I've been working on a project that uses a fairly simple data pipeline to clean and transform raw csv files into processed data using Python3.8 and Lambda to create various subsets which are sent to respective S3 buckets. The Lambda function is triggered by uploading a raw csv file to an intake S3 bucket, which initiates the process.
However, I would like to also send some of that processed data directly to Quicksight for ingestion from that same Lambda function for visual inspection as well, and that's where I'm currently stuck.
A portion of the function (leaving out the imports) I have with just the csv processing and uploading to S3, and this is the portion I like direclty ingested to Quicksight:
def featureengineering(event, context):
bucket_name = event['Records'][0]['s3']['bucket']['name']
s3_file_name = event['Records'][0]['s3']['object']['key']
read_file = s3_client.get_object(Bucket=bucket_name,Key=s3_file_name)
#turning the CSV into a dataframe in AWS Lambda
s3_data = io.BytesIO(read_file.get('Body').read())
df = pd.read_csv(s3_data, encoding="ISO-8859-1")
#replacing erroneous zero values to nan (missing) which is more accurate and a general table,
#and creating a new column with just three stages instead for simplification
df[['Column_A','Column_B']] = df[['Column_A','Column_B']].replace(0,np.nan)

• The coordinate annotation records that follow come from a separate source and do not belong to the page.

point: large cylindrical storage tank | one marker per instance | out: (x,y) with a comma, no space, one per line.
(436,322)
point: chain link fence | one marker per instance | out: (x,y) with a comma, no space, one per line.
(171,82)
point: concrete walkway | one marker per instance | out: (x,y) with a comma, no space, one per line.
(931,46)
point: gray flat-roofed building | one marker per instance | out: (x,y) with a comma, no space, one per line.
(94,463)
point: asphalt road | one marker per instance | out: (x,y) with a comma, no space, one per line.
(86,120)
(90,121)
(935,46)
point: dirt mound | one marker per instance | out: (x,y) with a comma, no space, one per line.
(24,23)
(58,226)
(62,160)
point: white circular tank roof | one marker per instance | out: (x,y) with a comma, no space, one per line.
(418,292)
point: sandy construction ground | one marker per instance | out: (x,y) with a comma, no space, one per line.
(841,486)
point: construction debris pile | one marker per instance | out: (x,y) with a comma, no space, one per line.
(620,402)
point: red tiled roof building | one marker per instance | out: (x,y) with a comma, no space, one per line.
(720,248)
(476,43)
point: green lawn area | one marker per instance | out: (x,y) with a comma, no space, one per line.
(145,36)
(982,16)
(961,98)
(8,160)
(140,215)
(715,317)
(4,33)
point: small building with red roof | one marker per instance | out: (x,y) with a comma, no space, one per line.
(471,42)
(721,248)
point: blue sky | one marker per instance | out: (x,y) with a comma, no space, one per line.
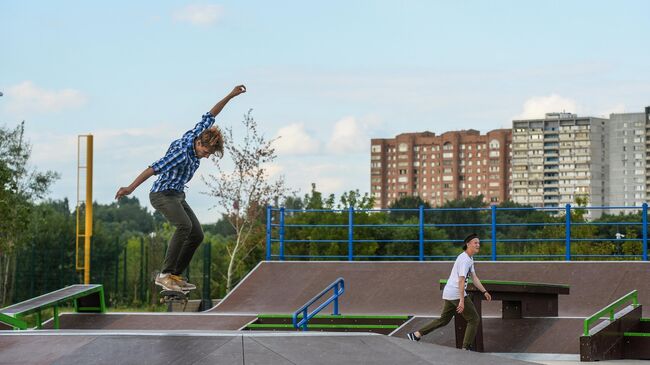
(326,77)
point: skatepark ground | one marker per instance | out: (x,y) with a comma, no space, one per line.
(379,288)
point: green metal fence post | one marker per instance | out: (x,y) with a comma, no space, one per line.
(206,300)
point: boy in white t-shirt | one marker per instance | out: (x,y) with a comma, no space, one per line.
(454,295)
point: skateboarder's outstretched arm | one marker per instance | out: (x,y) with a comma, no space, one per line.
(144,175)
(218,107)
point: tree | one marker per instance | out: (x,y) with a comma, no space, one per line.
(20,188)
(244,192)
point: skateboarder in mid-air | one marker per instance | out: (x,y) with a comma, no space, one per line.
(174,170)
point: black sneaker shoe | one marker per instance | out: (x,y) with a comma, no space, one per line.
(411,336)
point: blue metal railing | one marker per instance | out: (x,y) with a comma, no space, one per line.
(281,221)
(338,287)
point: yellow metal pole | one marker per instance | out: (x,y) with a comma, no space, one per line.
(88,232)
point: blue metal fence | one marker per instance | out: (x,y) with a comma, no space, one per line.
(282,222)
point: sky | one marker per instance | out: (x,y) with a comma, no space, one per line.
(325,77)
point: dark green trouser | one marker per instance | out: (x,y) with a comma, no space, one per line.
(448,312)
(188,235)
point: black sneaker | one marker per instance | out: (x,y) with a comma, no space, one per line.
(411,336)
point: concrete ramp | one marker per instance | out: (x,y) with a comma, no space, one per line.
(395,288)
(152,321)
(194,348)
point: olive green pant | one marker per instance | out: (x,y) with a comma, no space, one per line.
(448,312)
(188,235)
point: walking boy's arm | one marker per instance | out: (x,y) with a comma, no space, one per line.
(144,175)
(218,107)
(461,293)
(479,286)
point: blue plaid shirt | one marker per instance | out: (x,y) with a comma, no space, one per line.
(180,163)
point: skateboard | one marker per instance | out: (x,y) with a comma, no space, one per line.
(174,296)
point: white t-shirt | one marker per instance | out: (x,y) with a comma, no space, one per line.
(464,266)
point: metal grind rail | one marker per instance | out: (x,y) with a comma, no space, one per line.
(338,288)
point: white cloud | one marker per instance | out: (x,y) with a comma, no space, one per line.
(349,136)
(27,97)
(618,108)
(536,107)
(294,140)
(199,14)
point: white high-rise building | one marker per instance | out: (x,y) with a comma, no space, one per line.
(627,150)
(558,159)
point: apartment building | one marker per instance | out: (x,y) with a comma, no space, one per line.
(559,158)
(627,150)
(439,168)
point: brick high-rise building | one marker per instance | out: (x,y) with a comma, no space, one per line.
(440,168)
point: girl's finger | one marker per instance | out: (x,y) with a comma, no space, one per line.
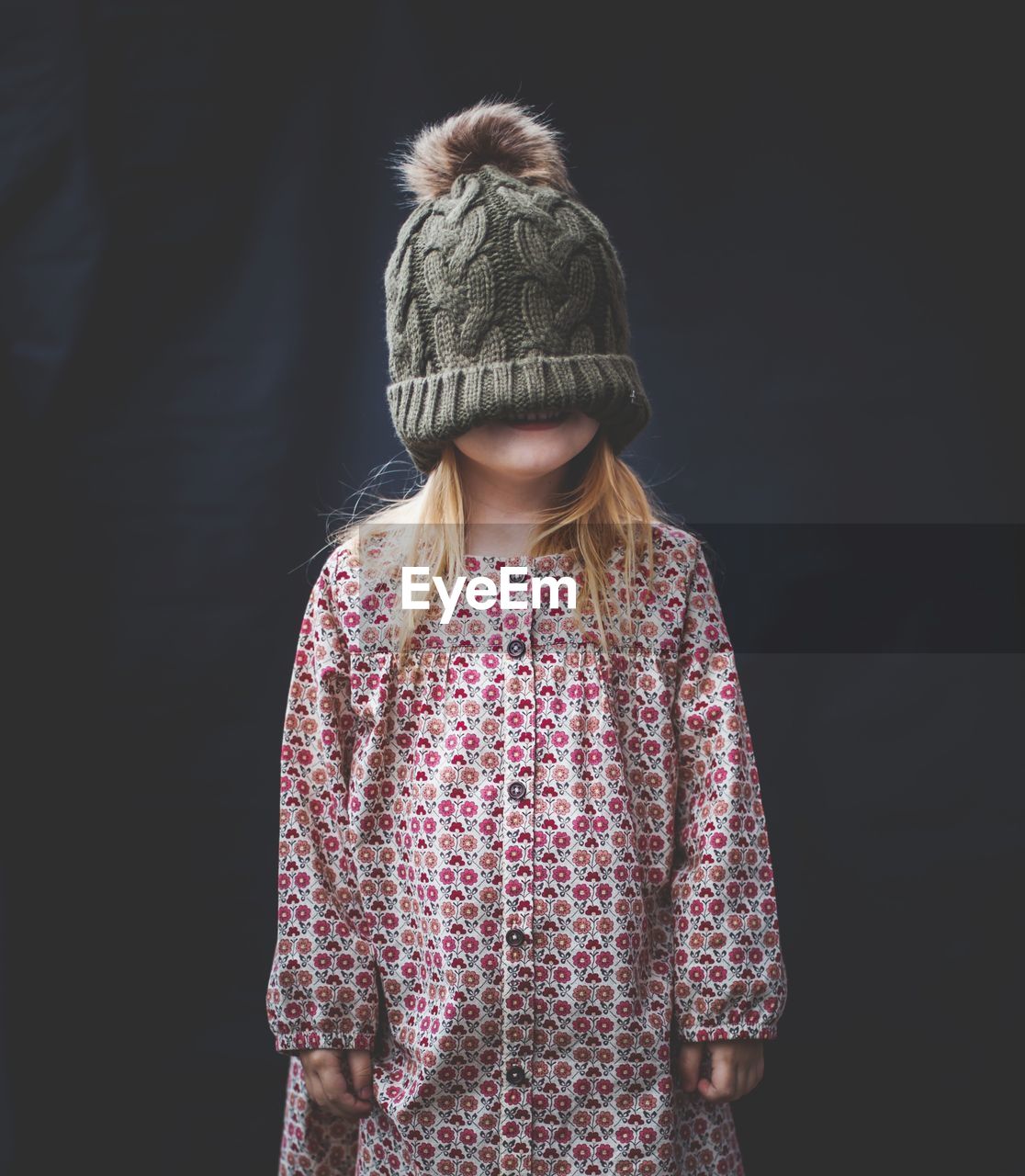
(723,1083)
(314,1088)
(337,1089)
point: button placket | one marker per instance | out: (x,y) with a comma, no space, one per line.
(515,1128)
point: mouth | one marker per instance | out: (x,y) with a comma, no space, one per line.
(542,419)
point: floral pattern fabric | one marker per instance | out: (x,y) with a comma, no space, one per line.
(520,872)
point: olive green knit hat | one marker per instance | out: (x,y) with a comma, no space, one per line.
(504,293)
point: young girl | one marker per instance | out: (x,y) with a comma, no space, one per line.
(526,914)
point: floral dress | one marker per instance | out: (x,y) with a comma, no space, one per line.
(520,872)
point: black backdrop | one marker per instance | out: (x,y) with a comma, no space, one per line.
(816,219)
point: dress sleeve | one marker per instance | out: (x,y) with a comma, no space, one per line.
(322,991)
(729,974)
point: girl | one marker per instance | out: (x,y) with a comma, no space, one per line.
(526,912)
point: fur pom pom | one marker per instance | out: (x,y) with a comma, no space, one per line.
(502,133)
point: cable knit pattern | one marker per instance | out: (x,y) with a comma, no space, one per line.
(520,873)
(503,297)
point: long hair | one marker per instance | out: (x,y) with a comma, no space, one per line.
(602,507)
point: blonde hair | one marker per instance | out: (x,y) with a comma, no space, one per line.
(602,507)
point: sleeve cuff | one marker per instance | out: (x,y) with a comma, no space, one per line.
(292,1042)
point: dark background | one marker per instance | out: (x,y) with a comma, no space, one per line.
(818,227)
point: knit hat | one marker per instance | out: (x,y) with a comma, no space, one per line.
(504,293)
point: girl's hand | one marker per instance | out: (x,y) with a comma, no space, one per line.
(736,1068)
(327,1084)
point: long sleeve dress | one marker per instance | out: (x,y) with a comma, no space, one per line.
(520,873)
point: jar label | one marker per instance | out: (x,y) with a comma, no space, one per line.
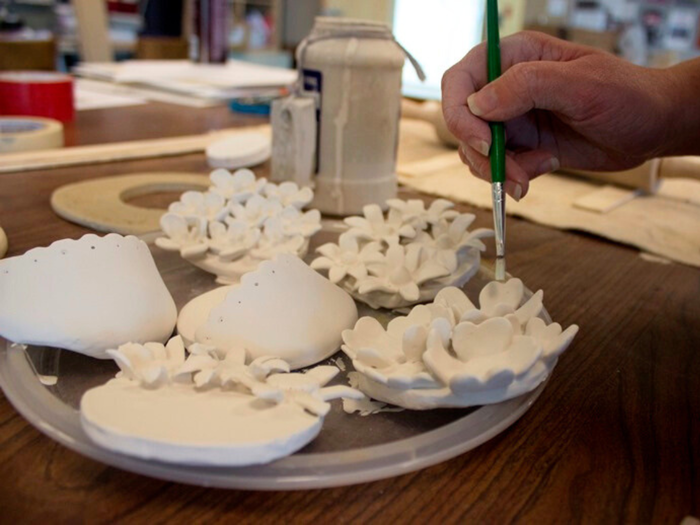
(313,86)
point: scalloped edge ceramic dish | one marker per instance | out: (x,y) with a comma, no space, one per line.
(61,422)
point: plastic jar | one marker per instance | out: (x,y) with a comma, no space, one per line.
(353,68)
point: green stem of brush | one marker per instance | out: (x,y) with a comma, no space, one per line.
(498,136)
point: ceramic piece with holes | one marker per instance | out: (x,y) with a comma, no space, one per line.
(239,222)
(204,409)
(284,308)
(85,295)
(449,353)
(406,257)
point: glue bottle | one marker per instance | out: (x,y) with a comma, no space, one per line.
(352,70)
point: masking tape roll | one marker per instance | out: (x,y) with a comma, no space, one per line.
(29,134)
(37,94)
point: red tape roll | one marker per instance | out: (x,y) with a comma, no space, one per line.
(37,94)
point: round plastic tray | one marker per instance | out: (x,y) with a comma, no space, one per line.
(350,448)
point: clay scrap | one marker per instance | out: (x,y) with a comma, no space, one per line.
(239,222)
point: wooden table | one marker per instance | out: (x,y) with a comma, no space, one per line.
(615,437)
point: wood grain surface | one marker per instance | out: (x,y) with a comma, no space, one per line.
(614,438)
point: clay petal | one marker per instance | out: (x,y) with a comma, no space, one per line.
(322,263)
(372,357)
(455,299)
(348,243)
(495,293)
(322,375)
(414,342)
(339,392)
(410,292)
(490,337)
(438,361)
(336,274)
(311,404)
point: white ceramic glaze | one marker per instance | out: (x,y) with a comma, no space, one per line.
(284,308)
(85,295)
(239,222)
(204,409)
(405,257)
(449,353)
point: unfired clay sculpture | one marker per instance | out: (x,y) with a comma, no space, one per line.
(239,222)
(85,295)
(406,257)
(284,308)
(205,409)
(450,353)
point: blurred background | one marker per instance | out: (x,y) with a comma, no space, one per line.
(57,34)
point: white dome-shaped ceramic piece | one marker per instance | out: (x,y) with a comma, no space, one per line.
(204,409)
(85,295)
(195,313)
(284,309)
(450,353)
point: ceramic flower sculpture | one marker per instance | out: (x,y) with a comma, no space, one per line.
(205,408)
(450,353)
(239,222)
(406,257)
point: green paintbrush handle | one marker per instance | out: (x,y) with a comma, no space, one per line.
(498,137)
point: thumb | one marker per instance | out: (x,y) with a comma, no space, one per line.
(528,85)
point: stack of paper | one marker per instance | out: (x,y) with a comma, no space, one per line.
(234,79)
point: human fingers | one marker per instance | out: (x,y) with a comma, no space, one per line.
(559,87)
(468,76)
(517,181)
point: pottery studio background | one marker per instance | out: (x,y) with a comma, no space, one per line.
(257,204)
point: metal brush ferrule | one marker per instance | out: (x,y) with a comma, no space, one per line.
(499,217)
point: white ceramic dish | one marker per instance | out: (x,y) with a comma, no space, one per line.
(390,443)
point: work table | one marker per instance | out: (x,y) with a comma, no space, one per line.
(614,437)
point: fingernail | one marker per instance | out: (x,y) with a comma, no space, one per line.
(548,166)
(480,145)
(514,189)
(518,192)
(482,102)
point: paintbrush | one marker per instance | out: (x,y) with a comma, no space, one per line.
(498,143)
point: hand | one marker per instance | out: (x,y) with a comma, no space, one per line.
(563,105)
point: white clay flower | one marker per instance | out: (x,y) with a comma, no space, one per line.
(306,390)
(289,194)
(392,357)
(266,378)
(152,365)
(256,210)
(210,368)
(274,240)
(455,236)
(347,258)
(238,187)
(232,241)
(374,227)
(486,356)
(403,271)
(188,236)
(195,204)
(413,211)
(472,356)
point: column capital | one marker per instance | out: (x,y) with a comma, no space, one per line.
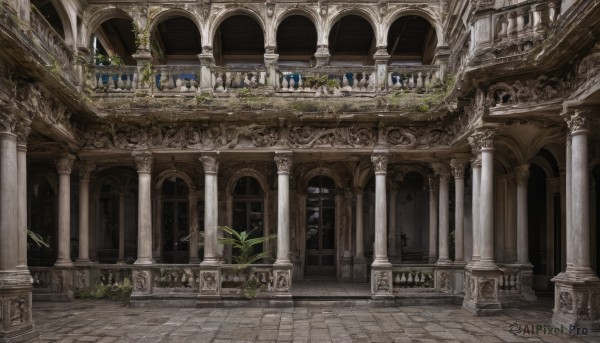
(380,162)
(579,122)
(210,164)
(522,173)
(143,161)
(85,171)
(64,164)
(458,168)
(283,159)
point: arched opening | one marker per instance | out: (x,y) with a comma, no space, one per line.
(412,213)
(239,40)
(43,219)
(114,42)
(538,233)
(352,41)
(176,40)
(411,40)
(296,41)
(174,221)
(50,13)
(320,228)
(248,209)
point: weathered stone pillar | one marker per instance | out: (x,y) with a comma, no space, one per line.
(381,269)
(433,218)
(193,227)
(143,161)
(282,269)
(16,323)
(577,290)
(83,258)
(64,165)
(458,171)
(121,258)
(482,276)
(359,273)
(444,222)
(22,131)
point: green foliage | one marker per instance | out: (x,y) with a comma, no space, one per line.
(243,245)
(118,291)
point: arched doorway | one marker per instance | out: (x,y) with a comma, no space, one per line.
(320,228)
(175,221)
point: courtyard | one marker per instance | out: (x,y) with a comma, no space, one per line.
(109,321)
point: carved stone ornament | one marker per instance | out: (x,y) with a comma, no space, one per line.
(210,164)
(141,282)
(208,281)
(522,173)
(143,161)
(86,170)
(458,169)
(64,164)
(380,163)
(578,121)
(382,283)
(22,130)
(7,122)
(284,163)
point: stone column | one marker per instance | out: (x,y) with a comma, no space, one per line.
(359,273)
(381,269)
(211,169)
(64,165)
(522,175)
(392,221)
(193,227)
(16,322)
(482,277)
(22,131)
(433,218)
(121,258)
(143,161)
(577,290)
(83,258)
(444,222)
(458,171)
(283,159)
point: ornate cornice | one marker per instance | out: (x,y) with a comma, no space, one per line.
(210,164)
(522,173)
(284,162)
(143,161)
(380,162)
(64,164)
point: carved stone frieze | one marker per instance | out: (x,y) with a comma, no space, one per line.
(64,164)
(380,163)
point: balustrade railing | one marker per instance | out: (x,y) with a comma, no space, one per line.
(113,79)
(225,79)
(413,277)
(52,42)
(176,78)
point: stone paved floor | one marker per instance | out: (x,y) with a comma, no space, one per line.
(106,321)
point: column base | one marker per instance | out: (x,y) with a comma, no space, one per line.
(359,269)
(481,291)
(577,302)
(381,281)
(15,302)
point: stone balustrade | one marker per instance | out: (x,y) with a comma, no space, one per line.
(61,54)
(113,79)
(413,277)
(176,78)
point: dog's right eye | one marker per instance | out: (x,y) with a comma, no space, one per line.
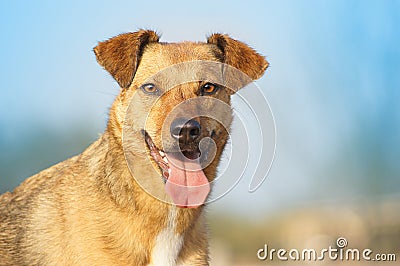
(149,88)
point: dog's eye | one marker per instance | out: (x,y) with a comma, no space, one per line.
(209,88)
(149,88)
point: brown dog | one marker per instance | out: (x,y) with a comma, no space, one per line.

#applying function for feature engineering of 'newstage' function
df['NewColumn'] = df.Stage.apply(newstage)
df1 = df
df1.to_csv(csv_buffer1)
s3_resource.Object(bucket1, csv_file_1).put(Body=csv_buffer1.getvalue()) #downloading df1 to S3
So at that point where the df1 is sent to its S3 bucket (which works fine), but I'd like it directly ingested into Quicksight as an automated spice refresh as well.
In digging around I did found a similar question with an answer
import boto3
import time
import sys
client = boto3.client('quicksight')
response = client.create_ingestion(DataSetId='<dataset-id>',IngestionId='<ingetion-id>',AwsAccountId='<aws-account-id>')
but the hang up I'm having is in the DataSetId or more generally, how do I turn the pandas DataFrame df1 in the Lambda Function into something the CreateIngestion API can accept and automatically send to QuickSight as an automated spice refresh of the most recent processed data?